Human-Emotion-Analysis-using-EEG-from-DEAP-dataset

Processed the DEAP dataset on basis of

  1. PSD (power spectral density) and 2)DWT(discrete wavelet transform) features . Classifies the EEG ratings based on Arousal and Valence(high /Low)

Find the DEAP dataset here: (you need to seek permission by sending a mail to the authorized personell to download it) http://www.eecs.qmul.ac.uk/mmv/datasets/deap/

The matlab files are there to process the data from EEG. (EEG dataset for matlab version) Keep the matlab files in the DEAP dataset folder directly , where the data is.

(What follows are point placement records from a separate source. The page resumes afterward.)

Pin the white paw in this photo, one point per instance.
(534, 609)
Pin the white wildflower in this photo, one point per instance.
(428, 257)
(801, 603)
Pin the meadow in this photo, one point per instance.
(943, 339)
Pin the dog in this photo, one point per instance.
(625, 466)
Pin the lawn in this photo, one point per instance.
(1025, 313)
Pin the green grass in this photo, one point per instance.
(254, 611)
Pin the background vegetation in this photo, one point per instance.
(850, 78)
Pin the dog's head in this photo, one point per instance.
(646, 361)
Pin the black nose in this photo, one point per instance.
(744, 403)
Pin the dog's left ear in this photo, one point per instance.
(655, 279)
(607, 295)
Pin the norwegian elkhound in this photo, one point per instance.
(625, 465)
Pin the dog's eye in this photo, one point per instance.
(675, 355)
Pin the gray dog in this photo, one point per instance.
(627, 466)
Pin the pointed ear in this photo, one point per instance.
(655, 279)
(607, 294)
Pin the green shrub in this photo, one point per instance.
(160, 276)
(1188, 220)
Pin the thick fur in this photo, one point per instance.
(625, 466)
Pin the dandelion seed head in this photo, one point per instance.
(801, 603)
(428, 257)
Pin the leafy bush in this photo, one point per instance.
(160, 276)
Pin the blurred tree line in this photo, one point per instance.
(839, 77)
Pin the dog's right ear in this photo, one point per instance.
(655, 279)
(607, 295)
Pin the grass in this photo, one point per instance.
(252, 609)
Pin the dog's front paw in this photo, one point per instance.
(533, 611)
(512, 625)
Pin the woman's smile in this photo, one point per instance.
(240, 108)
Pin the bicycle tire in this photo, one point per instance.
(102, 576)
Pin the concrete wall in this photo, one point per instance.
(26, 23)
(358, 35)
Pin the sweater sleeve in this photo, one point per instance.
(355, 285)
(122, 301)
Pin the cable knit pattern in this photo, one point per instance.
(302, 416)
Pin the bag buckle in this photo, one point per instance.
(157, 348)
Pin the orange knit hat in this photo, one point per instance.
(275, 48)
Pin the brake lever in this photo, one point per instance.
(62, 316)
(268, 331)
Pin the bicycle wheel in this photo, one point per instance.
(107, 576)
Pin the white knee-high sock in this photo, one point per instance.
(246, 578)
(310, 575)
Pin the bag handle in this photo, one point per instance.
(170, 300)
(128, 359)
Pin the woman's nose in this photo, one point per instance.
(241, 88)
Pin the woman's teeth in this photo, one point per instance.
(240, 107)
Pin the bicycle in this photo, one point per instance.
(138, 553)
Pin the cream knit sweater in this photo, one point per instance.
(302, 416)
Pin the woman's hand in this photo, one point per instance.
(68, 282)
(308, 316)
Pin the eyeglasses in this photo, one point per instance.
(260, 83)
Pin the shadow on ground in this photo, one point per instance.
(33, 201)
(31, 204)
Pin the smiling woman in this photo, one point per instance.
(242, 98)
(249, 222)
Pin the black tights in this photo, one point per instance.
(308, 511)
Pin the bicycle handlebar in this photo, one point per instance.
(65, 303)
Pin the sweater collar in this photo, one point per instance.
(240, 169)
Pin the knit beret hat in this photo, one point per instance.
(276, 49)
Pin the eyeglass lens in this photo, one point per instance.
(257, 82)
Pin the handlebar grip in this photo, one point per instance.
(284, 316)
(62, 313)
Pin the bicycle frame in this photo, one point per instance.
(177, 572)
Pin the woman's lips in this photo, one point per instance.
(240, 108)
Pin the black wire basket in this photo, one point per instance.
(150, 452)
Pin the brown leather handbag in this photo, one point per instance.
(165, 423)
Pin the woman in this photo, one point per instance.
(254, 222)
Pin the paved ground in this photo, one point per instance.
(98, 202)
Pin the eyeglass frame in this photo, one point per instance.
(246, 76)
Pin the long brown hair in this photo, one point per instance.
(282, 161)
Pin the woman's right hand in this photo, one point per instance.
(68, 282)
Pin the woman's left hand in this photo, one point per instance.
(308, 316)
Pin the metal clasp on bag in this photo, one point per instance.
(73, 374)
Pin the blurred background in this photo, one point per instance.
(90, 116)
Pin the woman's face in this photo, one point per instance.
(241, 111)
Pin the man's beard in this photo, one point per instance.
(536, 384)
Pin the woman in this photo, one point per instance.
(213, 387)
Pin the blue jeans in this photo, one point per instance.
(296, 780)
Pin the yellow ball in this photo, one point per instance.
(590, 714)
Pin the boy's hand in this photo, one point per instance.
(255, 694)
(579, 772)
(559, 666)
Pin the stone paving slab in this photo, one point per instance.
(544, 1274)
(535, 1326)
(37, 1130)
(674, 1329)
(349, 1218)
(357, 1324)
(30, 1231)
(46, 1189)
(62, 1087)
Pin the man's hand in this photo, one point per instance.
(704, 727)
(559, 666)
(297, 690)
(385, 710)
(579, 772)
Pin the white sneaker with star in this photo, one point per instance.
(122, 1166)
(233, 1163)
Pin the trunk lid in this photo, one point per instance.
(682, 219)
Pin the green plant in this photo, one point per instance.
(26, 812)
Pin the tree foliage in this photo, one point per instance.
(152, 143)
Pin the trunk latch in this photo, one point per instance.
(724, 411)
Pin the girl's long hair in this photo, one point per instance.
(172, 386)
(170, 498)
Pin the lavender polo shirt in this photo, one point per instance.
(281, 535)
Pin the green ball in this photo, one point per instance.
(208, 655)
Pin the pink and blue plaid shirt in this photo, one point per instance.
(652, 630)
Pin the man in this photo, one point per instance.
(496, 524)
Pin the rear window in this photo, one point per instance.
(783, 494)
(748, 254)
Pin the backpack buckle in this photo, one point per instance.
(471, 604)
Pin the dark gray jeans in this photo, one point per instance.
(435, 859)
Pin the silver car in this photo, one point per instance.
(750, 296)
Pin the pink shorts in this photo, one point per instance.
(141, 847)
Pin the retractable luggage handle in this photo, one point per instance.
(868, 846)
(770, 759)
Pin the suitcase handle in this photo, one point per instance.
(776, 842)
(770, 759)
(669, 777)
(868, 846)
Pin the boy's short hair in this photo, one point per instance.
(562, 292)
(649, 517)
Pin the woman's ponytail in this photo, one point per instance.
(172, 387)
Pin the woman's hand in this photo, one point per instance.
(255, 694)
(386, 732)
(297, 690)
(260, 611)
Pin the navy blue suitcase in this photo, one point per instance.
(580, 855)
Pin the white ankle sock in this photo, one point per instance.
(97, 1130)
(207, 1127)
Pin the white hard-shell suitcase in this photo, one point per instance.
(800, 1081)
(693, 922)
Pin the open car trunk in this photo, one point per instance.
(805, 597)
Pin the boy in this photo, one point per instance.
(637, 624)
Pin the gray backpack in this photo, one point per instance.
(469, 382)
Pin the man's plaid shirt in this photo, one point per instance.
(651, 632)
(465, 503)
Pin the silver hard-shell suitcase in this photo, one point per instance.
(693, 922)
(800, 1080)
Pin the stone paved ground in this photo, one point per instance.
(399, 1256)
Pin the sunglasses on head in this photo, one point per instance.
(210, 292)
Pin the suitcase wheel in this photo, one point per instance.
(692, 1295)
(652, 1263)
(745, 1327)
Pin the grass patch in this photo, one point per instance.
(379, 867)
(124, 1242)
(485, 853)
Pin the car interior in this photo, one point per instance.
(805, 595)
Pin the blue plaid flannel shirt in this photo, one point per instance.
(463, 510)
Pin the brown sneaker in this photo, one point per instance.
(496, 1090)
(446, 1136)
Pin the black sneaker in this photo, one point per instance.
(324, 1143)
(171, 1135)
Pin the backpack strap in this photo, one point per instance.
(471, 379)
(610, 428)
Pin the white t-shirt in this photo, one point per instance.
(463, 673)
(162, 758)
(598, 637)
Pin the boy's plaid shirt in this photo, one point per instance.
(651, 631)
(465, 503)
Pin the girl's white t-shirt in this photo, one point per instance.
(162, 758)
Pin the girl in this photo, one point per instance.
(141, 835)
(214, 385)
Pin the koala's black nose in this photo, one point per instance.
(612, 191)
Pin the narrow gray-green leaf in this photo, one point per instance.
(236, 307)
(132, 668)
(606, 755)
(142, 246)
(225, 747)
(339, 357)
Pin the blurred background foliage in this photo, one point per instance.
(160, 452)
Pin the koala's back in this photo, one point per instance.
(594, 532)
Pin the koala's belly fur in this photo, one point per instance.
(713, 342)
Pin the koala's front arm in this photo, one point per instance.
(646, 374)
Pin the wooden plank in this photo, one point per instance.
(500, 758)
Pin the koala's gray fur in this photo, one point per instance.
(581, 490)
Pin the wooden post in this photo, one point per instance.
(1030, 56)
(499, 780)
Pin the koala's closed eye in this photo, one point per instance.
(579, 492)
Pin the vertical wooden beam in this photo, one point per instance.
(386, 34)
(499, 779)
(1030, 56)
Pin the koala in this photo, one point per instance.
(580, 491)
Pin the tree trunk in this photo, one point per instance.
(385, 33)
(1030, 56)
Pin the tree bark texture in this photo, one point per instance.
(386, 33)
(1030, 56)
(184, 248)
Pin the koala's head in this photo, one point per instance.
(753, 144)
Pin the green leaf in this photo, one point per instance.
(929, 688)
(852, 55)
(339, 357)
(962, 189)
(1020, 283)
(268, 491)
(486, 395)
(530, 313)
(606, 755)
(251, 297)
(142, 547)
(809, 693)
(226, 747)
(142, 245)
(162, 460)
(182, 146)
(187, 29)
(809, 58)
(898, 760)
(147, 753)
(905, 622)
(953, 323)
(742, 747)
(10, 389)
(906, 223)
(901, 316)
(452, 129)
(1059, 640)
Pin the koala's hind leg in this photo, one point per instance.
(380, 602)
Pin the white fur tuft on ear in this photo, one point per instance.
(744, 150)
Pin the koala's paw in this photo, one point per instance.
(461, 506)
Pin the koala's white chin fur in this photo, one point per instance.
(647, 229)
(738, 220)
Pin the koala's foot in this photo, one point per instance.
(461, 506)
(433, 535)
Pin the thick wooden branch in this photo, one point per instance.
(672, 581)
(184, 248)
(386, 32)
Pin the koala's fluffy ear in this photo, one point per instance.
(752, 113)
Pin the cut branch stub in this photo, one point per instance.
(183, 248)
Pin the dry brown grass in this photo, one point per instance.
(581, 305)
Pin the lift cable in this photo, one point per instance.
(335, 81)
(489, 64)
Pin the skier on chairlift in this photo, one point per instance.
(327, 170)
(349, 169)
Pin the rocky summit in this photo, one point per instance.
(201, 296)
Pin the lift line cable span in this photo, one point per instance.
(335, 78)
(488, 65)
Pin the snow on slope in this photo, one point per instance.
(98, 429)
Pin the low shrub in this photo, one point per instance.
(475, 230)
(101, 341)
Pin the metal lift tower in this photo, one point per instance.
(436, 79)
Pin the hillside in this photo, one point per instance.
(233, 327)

Run the process.m to get the Power Spectral Density text files

Each testFile generated contains the 4 features- alpha, beta ,delta and theta wave power spectral density ratio(normalized by total psd), the output for valence , arousal and combined(valence+arousal) respectively. 1->low, 2->high

You can read about brain waves here (overview): https://mentalhealthdaily.com/2014/04/15/5-types-of-brain-waves-frequencies-gamma-beta-alpha-theta-delta/

You can see the chart for arousal and valence states and their meanings here: https://www.researchgate.net/figure/Arousal-valence-based-emotional-states_fig3_307587787

You will not get a good accuracy using psd features and KNN/SVM as they are mainly just a measure of human presence of mind.

DWT analysis helps us to get the time based features apart from frequency based psd.

Run the dwt_feature_extraction.m to generate testfiles for dwt analysed wave. It consists of 3 features : wavelet energy, wavelet entropy and standard deviation. along with the arousla and valce ratings.

Note that, here each wave has been divided into segments of 6 sec (thus 10 total segments)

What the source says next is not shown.